Notonthehighstreet boss warns online sales tax would be a mistake
The boss of personalised gift retailer notonthehighstreet has warned any Budget move to impose an online sales tax would be a “mistake” and penalise small firms already battered by the pandemic.
Claire Davenport, chief executive of the online curated marketplace, said it would come at the worst time for small business owners, with many having shifted online due to the pandemic or set up internet ventures after losing their jobs in the crisis.
The group saw its community of hand-picked small business sellers rise four-fold in 2020 as e-commerce became a lifeline for many firms and entrepreneurs.
Ms Davenport’s comments come amid a widening split in the retail industry over the potential introduction of an online sales tax as reports suggest the Chancellor is looking at how the levy could work in the UK ahead of his March 3 Budget.
Some are calling for the tax to replace the outdated and highly criticised business rates system and help level the playing field with internet retail giants.
This has been brought to the fore by the pandemic, which has hammered bricks-and-mortar chains.
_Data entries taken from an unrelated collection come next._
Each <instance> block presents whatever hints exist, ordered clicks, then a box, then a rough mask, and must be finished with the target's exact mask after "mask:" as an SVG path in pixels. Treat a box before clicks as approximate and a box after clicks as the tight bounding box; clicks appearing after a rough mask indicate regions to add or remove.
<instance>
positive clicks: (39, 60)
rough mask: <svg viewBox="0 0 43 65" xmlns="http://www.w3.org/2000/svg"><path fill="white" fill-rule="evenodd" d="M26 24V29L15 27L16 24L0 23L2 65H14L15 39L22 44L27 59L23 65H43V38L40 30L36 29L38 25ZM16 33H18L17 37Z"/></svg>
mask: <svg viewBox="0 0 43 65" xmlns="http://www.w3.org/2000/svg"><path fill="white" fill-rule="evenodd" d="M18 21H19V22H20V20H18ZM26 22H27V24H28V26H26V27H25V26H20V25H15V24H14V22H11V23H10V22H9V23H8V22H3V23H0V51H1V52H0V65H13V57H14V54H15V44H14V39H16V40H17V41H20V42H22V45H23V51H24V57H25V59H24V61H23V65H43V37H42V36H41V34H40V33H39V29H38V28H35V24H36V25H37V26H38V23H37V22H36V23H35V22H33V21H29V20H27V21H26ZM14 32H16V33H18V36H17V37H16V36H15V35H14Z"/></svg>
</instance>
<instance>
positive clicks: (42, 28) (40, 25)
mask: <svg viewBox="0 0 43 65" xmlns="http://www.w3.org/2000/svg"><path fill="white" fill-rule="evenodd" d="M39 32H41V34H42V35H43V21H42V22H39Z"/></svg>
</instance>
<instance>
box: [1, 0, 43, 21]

But others fear it will stifle a burgeoning industry that will help the economy recover from Covid-19.
Speaking to the PA news agency, Ms Davenport said: “My own view is that it’s a mistake.
“A lot of small businesses have spent the past year trying to get online and set up their businesses – people who didn’t run a business before or have had to pivot because they’ve needed to go online.
“You don’t want to get in the way of people doing that.
“Penalising small businesses that are trying to follow a trend that’s happening in the market is not right.”
Notonthehighstreetm, which was founded in 2006, saw a 50% surge in applications from sellers last year, with a 78% increase in May.
It also added nearly another million new customers in 2020 as online retail boomed with swathes of the high street shut due to Covid-19 restrictions.
Rather than hitting small businesses with online levies, she said the Budget should instead look to offer more support to entrepreneurs and sole traders and help small businesses “get started and scale up”.
Notonthehighstreet has expanded to match the growing demand, taking on another 77 employees last year and almost doubling its product and technology team.
It was bought in early February by US private equity firm Great Hill Partners, which has backed firms including home furnishings retailer Wayfair and digital travel group Momondo.
The retailer wants to further boost the number of sellers and widen ranges across homewares and garden products, as well as food and drink – which saw combined sales double last year.
The group is based in Richmond, south-west London, and has some 3.6 million customers and more than 5,000 sellers on its market.